Nor was it racist.  The famous 'other persons' who were counted as three-fifths of a person for representation in the House of Representatives could be white or black or others--yes, there were white slaves, but they proved to be less profitable than black slaves because they tended to contract malaria more easily.  Free black men were counted just the same as free white men, and only three states, Virginia, Georgia, and South Carolina, restricted suffrage to whites.  Race and color would only appear in the Constitution with the Fifteenth Amendment.

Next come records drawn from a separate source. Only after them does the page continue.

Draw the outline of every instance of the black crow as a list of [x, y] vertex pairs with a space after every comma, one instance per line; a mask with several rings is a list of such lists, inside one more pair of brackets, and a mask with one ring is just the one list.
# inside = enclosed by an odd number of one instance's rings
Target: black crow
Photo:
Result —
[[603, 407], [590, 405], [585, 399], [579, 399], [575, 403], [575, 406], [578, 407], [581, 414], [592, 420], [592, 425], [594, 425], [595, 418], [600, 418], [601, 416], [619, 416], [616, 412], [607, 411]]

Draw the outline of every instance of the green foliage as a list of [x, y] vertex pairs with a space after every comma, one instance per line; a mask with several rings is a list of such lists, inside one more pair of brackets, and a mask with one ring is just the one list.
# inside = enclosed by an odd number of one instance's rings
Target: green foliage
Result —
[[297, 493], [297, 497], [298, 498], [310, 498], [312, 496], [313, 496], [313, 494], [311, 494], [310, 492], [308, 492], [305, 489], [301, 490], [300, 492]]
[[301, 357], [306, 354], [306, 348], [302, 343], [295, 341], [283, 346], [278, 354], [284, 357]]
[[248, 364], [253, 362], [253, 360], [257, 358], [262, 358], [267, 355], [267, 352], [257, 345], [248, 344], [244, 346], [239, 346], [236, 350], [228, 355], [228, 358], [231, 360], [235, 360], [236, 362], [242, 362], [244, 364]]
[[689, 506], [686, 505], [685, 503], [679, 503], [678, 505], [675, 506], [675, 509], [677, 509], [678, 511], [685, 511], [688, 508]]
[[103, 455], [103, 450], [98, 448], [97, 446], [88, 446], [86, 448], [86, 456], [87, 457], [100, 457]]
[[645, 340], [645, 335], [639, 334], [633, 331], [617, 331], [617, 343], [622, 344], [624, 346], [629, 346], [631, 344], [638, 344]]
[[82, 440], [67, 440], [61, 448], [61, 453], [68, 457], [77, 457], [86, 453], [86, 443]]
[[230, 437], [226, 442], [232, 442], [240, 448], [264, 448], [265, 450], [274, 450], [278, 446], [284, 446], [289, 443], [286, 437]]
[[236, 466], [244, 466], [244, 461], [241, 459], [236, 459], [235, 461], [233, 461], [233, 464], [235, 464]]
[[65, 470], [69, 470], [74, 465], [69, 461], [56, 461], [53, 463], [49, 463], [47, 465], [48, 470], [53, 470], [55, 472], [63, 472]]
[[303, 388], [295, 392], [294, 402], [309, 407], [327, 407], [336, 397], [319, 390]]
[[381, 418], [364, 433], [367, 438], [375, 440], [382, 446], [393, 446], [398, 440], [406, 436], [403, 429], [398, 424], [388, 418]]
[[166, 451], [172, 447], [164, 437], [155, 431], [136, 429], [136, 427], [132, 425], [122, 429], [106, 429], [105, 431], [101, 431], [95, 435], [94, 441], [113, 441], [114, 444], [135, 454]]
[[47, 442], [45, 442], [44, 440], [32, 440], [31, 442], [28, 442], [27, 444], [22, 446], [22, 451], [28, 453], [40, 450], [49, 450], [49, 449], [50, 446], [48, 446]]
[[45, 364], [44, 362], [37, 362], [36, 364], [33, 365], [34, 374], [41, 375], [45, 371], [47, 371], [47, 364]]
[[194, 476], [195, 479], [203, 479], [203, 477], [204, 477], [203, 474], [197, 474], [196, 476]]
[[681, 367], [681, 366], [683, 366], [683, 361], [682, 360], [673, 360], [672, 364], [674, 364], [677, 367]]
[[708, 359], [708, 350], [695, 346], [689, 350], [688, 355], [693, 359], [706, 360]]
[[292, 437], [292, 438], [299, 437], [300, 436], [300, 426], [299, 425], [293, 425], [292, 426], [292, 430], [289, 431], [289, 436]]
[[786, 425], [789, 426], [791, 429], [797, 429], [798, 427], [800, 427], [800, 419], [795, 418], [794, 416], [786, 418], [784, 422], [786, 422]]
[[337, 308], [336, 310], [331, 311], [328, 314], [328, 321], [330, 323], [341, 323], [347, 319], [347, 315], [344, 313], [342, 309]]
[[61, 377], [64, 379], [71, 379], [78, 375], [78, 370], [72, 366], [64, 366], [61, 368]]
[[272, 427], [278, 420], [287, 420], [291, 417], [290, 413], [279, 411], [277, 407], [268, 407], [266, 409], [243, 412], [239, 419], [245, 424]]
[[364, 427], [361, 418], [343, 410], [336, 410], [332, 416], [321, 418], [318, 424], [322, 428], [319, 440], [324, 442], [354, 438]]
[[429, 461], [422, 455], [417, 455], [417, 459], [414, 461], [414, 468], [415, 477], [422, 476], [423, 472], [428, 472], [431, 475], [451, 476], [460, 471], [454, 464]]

For a more in-depth view of the issue, one might click here.

I felt it necessary to write about slavery in the Constitution and in the early days of the Great American Experiment because once again people are in the streets, claiming to be the heirs of the Boston Tea Party or the heirs of slaves, demanding change that would often be extra-constitutional, outside the system (Ironically enough, a rapidly growing number of black Americans are recent immigrants from Africa. The American system may not be perfect but it's the one people want to join.) It would not be so dangerous if it were only the power-to-the-people sorts who are revolting against the system.  Indeed it would be useful for a wise leaders to listen to the power-to-the-people sorts as a sort of feed-back on how the system's doing.  I'm sure Lao-Tzu must have said something about that.


Unfortunately, the United States seem to have not just lost but abandoned and discarded wise leadership.  The dudes who did the Constitution--I was afraid if I used the term 'framers' I would be accused of using Greek--recognized how easily tyranny arises, and they recognized that democracies are subject to the worst sorts of tyrannies, the tyranny of the majority.  (I mean, if there's one guy who's a tyrant, you can just put him away in an iron mask or something, but that's harder to do if the tyrant is 50.5% of the population.) So, after dividing power up into three branches to balance each other, they added limits--the Bill of Rights--to restrain that power.

That was then.  This is now.  As Frederick Douglass said in in 1860, 'A chart is one thing, the course of a vessel another. The Constitution may be right, the government wrong.'  The United States now seems to have a government which is pre-occupied with shrugging responsibilities.  In order to avoid being blamed for mistakes, Congress gives more and more power to the presidency.  And then the president says, again and again, 'I accept no blame.'.  Harry Truman's motto 'the buck stops here' has come to have a much more lucrative meaning.  And each party fights to control the Supreme Court, not as a defender of the constitution but as enforcer of the party line.

One one side we have the folks like Nancy Pelosi, who doesn't just listen to the complaints of the people throwing tea into Boston harbor but rushes to put on her Pocahontas dress (pardon a mixed metaphor, please) and join them.  On the other we have the folks like Donald Trump, the new law-and-order version of George III, anxious to send in the troops.

I am not a big fan of Abraham Lincoln.  I think he could have been much slower to use troops.  But it sees patently clear that he was correct about one thing:  'A house divided against itself cannot stand.' Unfortunately, if the Great American Experiment has only been a card game, it has had very high stakes.